LinkedIn shared its Q2 earnings today in its first earnings announcement as a public company. Usage numbers are up significantly, with 115.8 million members, up 61% from Q2 2010, and 81.8 million monthly unique visitors, 83% more than last year.
Net revenue growth was not as strong, but CEO Jeff Weiner says this is due to heavy reinvestment in the growth and development of the site. LinkedIn earned $4.5 million in net income this quarter, compared to $4.3 million last year, just a 5% increase. But their top-line revenue was up considerably, more than doubling since Q2 2010. Before costs, they pulled in $121 million last quarter.
The earnings overview breaks down revenue among three essential products: premium subscriptions, marketing solutions and hiring solutions. Premium LinkedIn subscriptions, which give individual users access to more valuable information about activity in their professional networks, accounted for 20% of revenue, and this percentage has declined slightly for four quarters straight. Marketing solutions comprised 32% of earnings.
Hiring solutions became LinkedIn’s most profitable product in Q1 2010, and that lead has grown wider over time. They’re down 1% since last quarter, but hiring solutions still comprise 48% of LinkedIn’s overall revenue. Their announcement last week of LinkedIn-powered job applications should bolster LinkedIn’s position as a hiring solution.
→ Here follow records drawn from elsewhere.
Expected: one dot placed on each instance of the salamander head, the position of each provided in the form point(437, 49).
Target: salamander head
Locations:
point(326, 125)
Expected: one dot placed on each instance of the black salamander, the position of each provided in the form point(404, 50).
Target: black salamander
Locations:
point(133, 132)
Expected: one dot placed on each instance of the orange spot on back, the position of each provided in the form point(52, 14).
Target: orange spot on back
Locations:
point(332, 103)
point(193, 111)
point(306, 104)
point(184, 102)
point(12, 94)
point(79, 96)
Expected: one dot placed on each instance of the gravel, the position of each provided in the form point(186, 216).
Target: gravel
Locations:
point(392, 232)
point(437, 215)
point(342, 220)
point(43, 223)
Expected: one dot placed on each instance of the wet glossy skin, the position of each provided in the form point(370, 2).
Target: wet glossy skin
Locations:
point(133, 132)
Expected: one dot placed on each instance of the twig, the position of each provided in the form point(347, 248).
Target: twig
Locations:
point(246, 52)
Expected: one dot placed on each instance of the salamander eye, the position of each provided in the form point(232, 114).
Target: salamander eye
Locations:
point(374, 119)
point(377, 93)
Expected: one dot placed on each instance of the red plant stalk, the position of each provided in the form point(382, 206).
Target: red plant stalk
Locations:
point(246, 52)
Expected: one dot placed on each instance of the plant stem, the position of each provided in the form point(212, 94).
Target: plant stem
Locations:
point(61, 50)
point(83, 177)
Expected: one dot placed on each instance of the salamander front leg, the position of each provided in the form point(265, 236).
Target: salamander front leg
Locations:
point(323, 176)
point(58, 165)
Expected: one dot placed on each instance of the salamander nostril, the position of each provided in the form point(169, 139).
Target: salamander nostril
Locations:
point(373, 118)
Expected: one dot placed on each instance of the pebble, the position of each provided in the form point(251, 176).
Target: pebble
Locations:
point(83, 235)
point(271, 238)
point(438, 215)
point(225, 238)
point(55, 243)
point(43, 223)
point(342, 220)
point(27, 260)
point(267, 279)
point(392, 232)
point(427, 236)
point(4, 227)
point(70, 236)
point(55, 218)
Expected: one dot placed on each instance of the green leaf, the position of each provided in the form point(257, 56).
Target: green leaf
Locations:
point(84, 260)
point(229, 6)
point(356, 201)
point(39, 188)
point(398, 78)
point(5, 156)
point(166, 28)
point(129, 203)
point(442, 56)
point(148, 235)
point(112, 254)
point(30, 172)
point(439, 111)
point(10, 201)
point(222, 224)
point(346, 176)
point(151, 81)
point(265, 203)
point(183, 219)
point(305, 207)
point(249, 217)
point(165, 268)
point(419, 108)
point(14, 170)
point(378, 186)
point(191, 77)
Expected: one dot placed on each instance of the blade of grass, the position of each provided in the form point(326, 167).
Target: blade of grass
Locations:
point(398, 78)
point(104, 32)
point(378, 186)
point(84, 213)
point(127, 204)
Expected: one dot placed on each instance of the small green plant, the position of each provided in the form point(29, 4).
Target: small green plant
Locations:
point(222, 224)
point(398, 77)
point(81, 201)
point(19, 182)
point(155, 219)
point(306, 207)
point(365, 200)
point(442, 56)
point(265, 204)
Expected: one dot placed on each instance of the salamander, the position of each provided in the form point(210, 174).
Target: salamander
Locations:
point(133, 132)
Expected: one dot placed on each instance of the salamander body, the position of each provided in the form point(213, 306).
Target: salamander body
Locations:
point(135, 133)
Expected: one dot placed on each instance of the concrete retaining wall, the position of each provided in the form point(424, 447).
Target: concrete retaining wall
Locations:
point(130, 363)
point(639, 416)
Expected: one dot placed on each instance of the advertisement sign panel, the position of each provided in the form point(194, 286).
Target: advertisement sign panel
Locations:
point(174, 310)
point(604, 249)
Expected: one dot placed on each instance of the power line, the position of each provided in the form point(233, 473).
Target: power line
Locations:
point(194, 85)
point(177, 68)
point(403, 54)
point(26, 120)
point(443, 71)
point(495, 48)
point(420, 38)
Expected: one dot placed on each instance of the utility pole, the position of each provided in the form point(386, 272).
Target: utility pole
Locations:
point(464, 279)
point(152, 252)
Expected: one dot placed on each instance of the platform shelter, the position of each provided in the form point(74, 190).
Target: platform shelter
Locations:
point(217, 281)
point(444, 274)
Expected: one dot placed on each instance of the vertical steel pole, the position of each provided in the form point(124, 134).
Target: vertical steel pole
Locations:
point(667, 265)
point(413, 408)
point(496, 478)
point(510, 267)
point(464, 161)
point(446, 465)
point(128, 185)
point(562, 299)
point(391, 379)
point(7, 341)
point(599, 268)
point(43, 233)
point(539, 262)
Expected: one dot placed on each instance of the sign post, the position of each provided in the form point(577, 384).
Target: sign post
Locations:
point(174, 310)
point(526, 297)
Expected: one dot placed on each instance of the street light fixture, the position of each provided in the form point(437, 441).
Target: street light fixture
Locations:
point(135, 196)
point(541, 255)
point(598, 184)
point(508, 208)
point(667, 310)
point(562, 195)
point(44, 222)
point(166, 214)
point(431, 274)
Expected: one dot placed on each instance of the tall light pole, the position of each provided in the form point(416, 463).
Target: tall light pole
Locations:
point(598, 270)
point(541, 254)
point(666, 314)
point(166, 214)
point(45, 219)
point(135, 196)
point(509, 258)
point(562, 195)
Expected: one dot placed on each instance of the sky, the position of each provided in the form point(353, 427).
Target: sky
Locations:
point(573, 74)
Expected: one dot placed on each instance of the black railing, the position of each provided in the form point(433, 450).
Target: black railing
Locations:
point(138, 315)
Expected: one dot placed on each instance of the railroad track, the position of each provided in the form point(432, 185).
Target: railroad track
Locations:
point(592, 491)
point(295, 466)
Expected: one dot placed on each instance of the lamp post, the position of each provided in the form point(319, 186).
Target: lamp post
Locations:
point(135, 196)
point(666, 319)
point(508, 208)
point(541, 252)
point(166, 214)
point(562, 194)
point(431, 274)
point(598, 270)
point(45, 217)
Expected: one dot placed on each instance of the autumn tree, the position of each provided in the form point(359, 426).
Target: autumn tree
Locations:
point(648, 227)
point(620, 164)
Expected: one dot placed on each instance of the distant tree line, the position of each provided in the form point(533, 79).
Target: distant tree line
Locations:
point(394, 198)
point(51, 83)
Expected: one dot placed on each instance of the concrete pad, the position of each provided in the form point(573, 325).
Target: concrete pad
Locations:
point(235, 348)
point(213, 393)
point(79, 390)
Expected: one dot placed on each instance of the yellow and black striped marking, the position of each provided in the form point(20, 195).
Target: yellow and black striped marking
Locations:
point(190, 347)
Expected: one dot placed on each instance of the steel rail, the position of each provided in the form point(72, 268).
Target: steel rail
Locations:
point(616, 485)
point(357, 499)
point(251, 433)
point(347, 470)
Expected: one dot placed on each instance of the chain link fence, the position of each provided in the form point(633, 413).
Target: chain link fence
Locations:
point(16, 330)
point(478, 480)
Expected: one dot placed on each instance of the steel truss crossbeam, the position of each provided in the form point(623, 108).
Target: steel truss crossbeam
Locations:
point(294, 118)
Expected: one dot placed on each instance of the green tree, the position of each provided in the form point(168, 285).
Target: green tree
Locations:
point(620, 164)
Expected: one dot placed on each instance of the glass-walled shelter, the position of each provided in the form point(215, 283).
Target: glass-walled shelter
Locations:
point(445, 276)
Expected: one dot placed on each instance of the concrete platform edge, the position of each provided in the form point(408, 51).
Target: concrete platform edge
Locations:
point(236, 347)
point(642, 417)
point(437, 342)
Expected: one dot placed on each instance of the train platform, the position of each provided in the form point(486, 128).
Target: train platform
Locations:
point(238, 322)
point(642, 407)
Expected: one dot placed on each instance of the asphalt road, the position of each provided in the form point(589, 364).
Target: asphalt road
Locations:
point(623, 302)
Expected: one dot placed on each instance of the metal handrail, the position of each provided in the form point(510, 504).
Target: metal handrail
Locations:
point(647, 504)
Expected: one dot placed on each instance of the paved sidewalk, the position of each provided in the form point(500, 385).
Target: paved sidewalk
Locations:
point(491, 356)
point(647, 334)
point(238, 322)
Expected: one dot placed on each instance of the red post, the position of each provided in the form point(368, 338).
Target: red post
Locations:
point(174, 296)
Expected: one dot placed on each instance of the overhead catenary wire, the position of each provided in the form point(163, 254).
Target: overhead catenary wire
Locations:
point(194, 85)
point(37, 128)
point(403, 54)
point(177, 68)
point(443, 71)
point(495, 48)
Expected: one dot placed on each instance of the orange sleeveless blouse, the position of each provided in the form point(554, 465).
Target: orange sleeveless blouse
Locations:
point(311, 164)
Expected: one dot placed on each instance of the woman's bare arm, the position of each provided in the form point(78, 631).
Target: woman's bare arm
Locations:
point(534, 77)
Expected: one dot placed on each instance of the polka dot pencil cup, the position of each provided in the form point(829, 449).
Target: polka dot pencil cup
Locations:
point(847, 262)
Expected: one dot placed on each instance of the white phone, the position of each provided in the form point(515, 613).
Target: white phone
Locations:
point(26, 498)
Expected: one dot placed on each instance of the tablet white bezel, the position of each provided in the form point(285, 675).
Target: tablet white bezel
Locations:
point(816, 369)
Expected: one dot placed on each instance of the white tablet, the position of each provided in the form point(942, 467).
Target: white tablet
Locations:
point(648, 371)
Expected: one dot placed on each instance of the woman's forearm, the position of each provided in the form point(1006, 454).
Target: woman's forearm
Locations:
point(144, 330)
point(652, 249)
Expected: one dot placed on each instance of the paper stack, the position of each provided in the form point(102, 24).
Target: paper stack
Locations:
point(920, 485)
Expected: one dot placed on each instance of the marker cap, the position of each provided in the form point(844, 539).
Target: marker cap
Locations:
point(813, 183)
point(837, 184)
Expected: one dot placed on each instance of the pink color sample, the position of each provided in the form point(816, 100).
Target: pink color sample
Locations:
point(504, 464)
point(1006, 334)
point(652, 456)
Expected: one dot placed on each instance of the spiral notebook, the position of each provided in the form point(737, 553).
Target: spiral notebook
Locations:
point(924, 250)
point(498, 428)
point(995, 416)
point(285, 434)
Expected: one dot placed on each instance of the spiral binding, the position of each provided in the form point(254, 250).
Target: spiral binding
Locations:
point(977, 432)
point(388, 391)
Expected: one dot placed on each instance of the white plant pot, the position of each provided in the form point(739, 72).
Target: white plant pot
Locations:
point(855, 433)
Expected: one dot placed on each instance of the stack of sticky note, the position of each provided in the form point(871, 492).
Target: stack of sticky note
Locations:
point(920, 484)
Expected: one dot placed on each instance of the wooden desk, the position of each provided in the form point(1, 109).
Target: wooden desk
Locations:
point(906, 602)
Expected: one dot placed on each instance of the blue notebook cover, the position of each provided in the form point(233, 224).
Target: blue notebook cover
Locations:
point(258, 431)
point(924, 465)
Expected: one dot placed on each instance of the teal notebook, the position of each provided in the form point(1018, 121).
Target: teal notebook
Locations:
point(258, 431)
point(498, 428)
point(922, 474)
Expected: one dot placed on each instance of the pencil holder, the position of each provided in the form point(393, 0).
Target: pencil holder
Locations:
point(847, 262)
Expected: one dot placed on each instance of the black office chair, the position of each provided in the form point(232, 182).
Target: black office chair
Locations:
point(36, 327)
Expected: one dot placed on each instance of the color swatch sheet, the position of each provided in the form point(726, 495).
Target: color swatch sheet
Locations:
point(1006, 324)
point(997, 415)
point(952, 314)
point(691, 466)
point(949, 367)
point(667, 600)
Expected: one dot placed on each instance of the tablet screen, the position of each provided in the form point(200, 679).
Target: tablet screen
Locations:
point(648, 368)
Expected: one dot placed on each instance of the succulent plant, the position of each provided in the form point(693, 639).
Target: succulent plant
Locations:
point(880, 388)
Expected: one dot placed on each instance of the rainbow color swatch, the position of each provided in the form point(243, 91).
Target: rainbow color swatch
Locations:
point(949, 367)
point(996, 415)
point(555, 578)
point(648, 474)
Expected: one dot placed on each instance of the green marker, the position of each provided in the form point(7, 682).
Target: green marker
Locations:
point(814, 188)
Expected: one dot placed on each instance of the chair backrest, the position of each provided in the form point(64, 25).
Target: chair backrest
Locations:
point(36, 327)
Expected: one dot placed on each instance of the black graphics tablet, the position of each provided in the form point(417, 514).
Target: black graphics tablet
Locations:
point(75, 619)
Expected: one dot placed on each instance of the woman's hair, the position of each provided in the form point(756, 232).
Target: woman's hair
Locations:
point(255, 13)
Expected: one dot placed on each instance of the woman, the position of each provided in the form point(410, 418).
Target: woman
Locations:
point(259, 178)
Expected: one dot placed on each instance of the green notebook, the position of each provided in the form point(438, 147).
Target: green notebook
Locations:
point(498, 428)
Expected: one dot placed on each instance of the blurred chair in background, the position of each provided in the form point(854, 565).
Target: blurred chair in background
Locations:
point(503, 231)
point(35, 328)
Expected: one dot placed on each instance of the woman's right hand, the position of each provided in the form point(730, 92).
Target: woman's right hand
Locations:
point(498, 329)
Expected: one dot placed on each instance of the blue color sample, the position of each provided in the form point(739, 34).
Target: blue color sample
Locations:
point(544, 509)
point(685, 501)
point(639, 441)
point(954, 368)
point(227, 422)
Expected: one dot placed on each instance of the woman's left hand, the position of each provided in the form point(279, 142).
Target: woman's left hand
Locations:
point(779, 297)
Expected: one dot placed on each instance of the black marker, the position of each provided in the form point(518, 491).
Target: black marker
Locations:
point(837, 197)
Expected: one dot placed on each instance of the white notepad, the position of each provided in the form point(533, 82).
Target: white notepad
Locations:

LinkedIn’s Web traffic is great by any measure; it saw 7.1 billion page views in Q2, which is an 80% increase since 2010. But there seems to be a slight problem with sustained user engagement. The service boasts 115.8 million members now, but only 81.8 million people, 71% of members at the very most, visit the site once a month. Many of their newest initiatives seem aimed to address this issue.
This year’s launch of LinkedIn Today greatly expanded the amount of content available on the site and mobile apps, with news targeted by industry, and the company is constantly experimenting with new email formats and other engagement strategies. April’s launch of the LinkedIn Share Button has already reached 100,000 sites. And Jeff Weiner has been open about his desire for the site to implement a Yammer-like enterprise chat/collaboration feature.
LinkedIn’s next goal appears to be making the site and its services more indispensable to the workplace, both for job seekers and for the enterprise.